Aussi, nous fallut-il goûter à tout ce que produisait la ferme : beurre, lait, fromage blanc, primeurs. Je me moquai de Yana qui avait cru devoir emporter des provisions ! Elle connaissait bien mal l’hospitalité paternelle ! Mais je ne me gaussai plus de sa prévoyance lorsqu’elle fut chercher le contenu du fameux panier : une couple de bouteilles de vin vieux et une tarte aux pruneaux de sa fabrication, qu’elle déposa triomphalement au centre de la table. On but à la santé du Monsieur et du jeune Monsieur, et à leur heureux séjour à S’Gravenwezel.

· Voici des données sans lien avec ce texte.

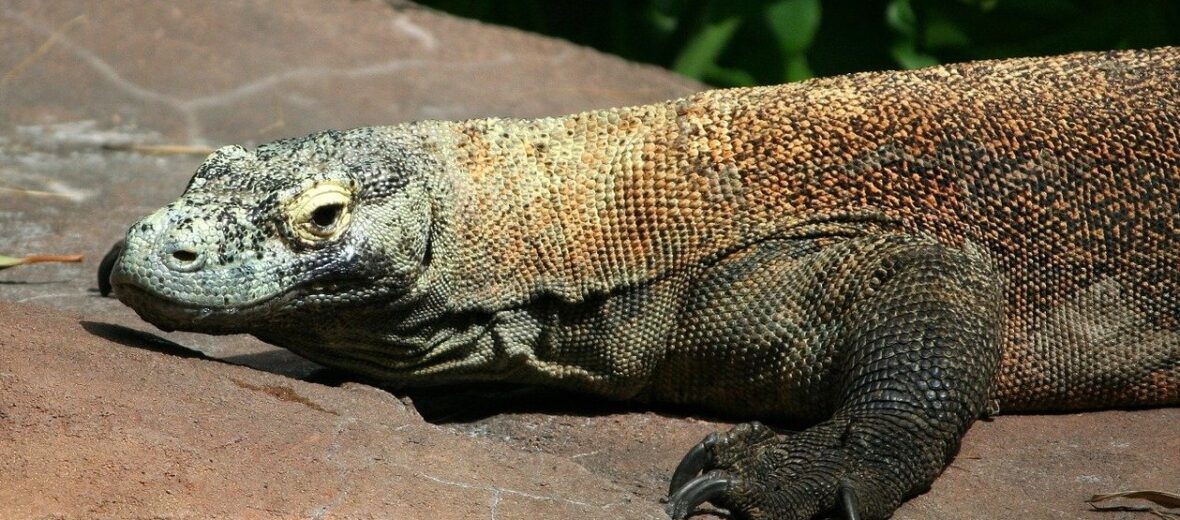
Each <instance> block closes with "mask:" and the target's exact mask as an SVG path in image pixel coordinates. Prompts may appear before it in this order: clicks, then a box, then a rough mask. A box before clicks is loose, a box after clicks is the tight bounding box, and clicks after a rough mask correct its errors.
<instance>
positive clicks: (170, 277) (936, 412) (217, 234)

— Il est convenu que dans huit jours nous inaugurerons tous, vous entendez : « tous » notre nouvelle maison ! disait l’excellent homme avec conviction… Et maintenant, en route Djodgi, car tu brûles de voir ce nid…

Jan nous accompagna. Il marchait derrière nous avec sa sœur. Lion allait et venait, manifestant sa joie par d’absurdes circuits et pirouettes, pourchassant les bestioles qu’il faisait lever des seigles. Les coquelicots et les blavelles piquaient déjà de leurs couleurs vives le vert jaunissant des épis, et des papillons blancs ou bruns s’éparpillaient au-dessus comme des fleurs animées.